Here is a picture of June and the tour guide in the pup's pen. The pups are Alaskan Huskies. Alaskan Huskies are a mix of Husky and other breeds. Their mutt heritage makes them a hearty stock and of a more compliant nature than a purebred Husky.

Here is an Iditarod finisher. The Iditarod is 1,100 miles and the dogs run 100 miles a day!!!

This is a map of the Iditarod routes. The northern part of the red loop is run one year, and the southern part of the loop is run the next so as to involve more communities. The mileage difference is said to be only about 10 miles.

The owners of the kennel have had several dogs featured in Mushing Magazine. The white dog on the page is the dog, Big Ben, that June petted.

If you'd like to read about the dogs, you could probably find an archived copy of the article online. This was published in the September/October 2009 issue.

We said our goodbyes to June and Earl at the end of the sled dog tour as they had already been to Oswald's Bear Ranch. Oswald's was just four miles away, so we were able to do it in the same day.

It was in the 80's and the bears were enjoying their pond. I felt like joining them.

Although the habitats were nice and the bears obviously well cared for, we didn't find the self-guided walk-about very exciting. I think having seen bears in the wild they weren't very exciting behind the high fences. We saw some bears lying near trees. They would be easy to mistake as logs.

We decided that seeing one of the huge bears coming down the pathway around the enclosures would be extremely exciting, but are glad that didn't happen!!!

For those of you who know cooking isn't my specialty, check out this gourmet bologna sandwich I made! Who says you can't eat well on the road!

Traveling down the road the animals did stints in the camper and the backseat of the truck. Otis is right at home sleeping between Prin and Sugar. Charles is happiest remaining in the camper.

Right up through Saturday before our departure, I was completing shelter projects. When we cut the plastic for the sneeze guards we had an extra 12" wide strip left over. I had been mulling over ideas for using it. It came to me close to our departure to use it as barriers on the backs of the cages to help keep litter from being kicked out of the cages. It's experimental, and the shelter staff will see whether the idea is a keeper. The idea of creating walkways behind the cages for sweeping up wayward litter was spawned from the litter guards.

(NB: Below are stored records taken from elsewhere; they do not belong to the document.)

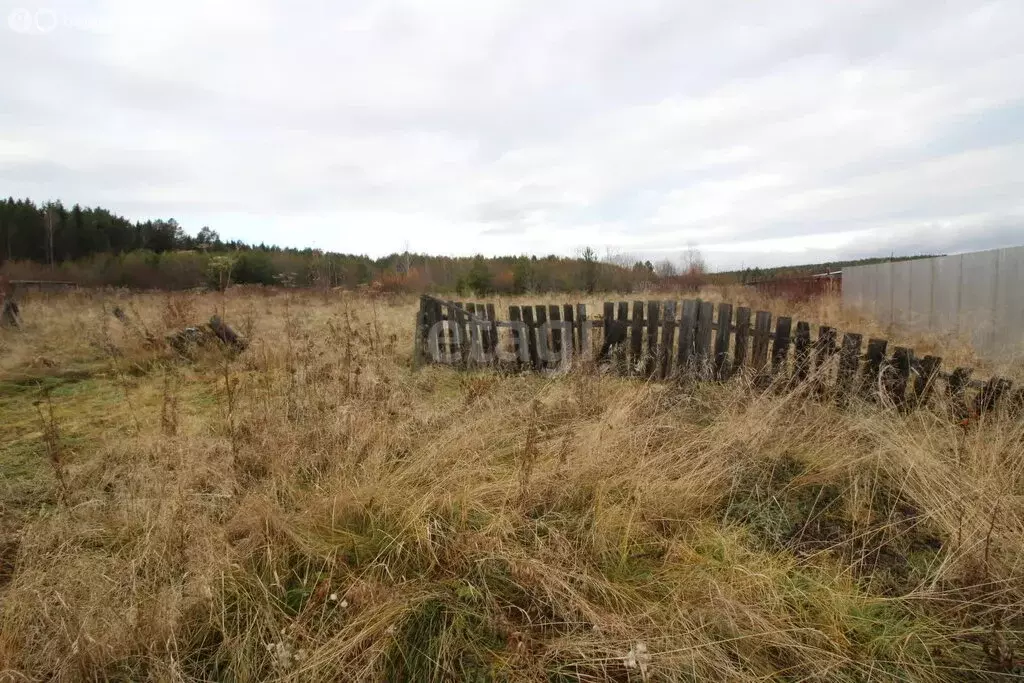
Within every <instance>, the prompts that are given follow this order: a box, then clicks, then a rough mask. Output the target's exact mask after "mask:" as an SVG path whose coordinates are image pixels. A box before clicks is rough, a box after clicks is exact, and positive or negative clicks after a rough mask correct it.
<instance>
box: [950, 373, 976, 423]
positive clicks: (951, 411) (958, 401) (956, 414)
mask: <svg viewBox="0 0 1024 683" xmlns="http://www.w3.org/2000/svg"><path fill="white" fill-rule="evenodd" d="M973 373H974V371H973V370H972V369H970V368H956V369H955V370H953V372H952V373H950V375H949V379H948V380H947V381H946V394H947V396H948V398H949V408H950V411H951V412H952V417H953V419H954V420H966V419H967V418H968V417H969V416H970V411H969V410H968V405H967V388H968V385H969V384H970V383H971V375H972V374H973Z"/></svg>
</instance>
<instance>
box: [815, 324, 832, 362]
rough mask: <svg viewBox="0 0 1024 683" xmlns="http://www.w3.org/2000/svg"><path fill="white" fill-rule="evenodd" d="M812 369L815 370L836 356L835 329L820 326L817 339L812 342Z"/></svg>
mask: <svg viewBox="0 0 1024 683" xmlns="http://www.w3.org/2000/svg"><path fill="white" fill-rule="evenodd" d="M814 350H815V354H814V369H815V370H817V369H818V368H820V367H821V366H823V365H824V364H826V362H827V361H828V358H830V357H831V356H833V355H835V354H836V350H837V349H836V329H835V328H829V327H828V326H826V325H822V326H821V327H819V328H818V338H817V339H816V340H815V342H814Z"/></svg>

The new cage arrangement is being tested, and the staff will tweak it as necessary. I'll miss my shelter activities and all the people involved with making it the best it can be for the animals. They've given me a great send-off that will keep me thinking of wanting to come back!

One more cat special was posted for September before leaving! Love those kitties! I plan to make flyers for future specials from the road.